The new data show the radical shift in youth unemployment from before the crisis until now, comparing the trough to peak changes across countries. For example, in Spain, youth unemployment was 17.4% in March 2007 and had risen to 51.1% by March 2012.
Young European jobseekers are suffering the most in the OECD, with unemployment close to historic highs across the Continent. More than one in five young people in the labour market in France, the United Kingdom, Sweden, Poland, Ireland and Italy are out of work.
Youth unemployment is more than double the unemployment rate affecting the general population across the OECD. In some countries such as Greece and Spain, it’s three times higher.
“Governments need to address this economic and social problem with decisive and concrete action,” said OECD Secretary-General Angel Gurría. “My message to G20 Ministers in Guadalajara is that there are cost-effective ways to boost the employment prospects of youth, and that any fiscal consolidation strategy needs to be smart, growth-friendly and take care of future generations. We propose concrete and targeted policy action and investment in skills and education of the young to give them hope for a better future.”
Youth unemployment rates in OECD countries, December 2007 - March 2012
Percentage of total youth labour force (15-24)
The data is available here in Excel
The unemployment rate alone does not reflect the full picture, as many young people who have left education no longer appear in labour force statistics. At least 23 million young people in OECD countries are neither in education, employment or training - so-called NEETs – more than half of whom have given up looking for work.
There is growing concern that a significant and growing proportion of youth, even among those who would have found jobs in good times, are at high risk of prolonged unemployment or inactivity. This will likely hurt their entire careers and livelihoods.
Youth labour market difficulties are not confined to advanced countries but also affect most G20 emerging economies. While in some emerging economies the youth unemployment rate is very high, like in South Africa where one in two youth in the labour force is jobless, in others many youth are either inactive or struggle in precarious and informal jobs that do not provide social security coverage or career prospects.
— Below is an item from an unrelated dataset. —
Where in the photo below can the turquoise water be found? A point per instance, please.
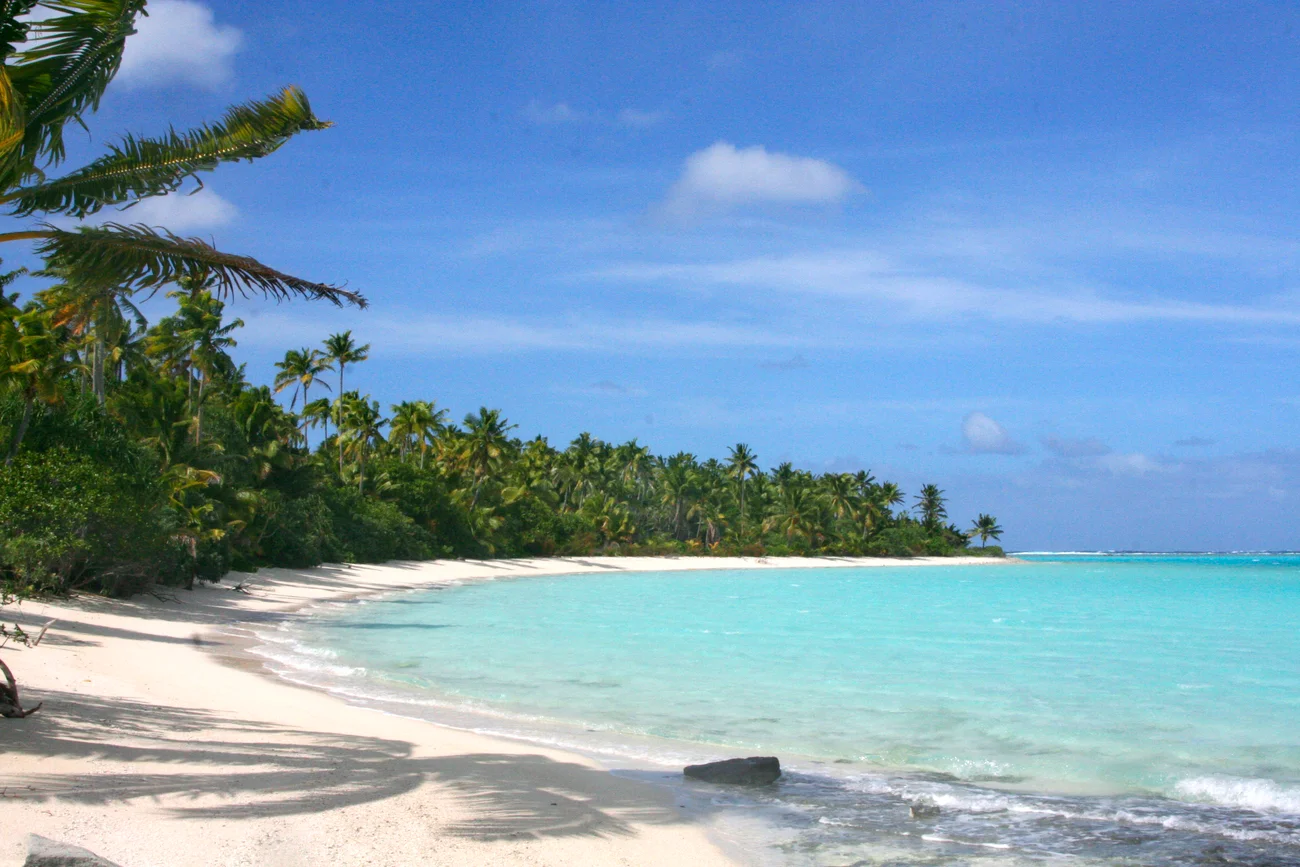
(1136, 707)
In the short-term, says the OECD, governments should prioritise measures that target young people most at risk, notably those who leave school with few or no qualifications, or the children of immigrants. They should:
- move towards early intervention programmes and effective job-search assistance for different groups of youth;
- strengthen apprenticeship and other dual vocational training programmes for low-skilled youth;
- encourage firms to hire youth by reducing social security contributions or introducing wage subsidies. These should target low-skilled youth and those who have completed their apprenticeships, as well as small and medium-sized firms;
- reduce the gap between employment protection regulations on permanent employment and temporary contracts that can prevent entry-level jobs from acting as a stepping stone to more stable careers;
- ensure that minimum wages are not set at levels that discourage employers from hiring inexperienced and low-skilled young people.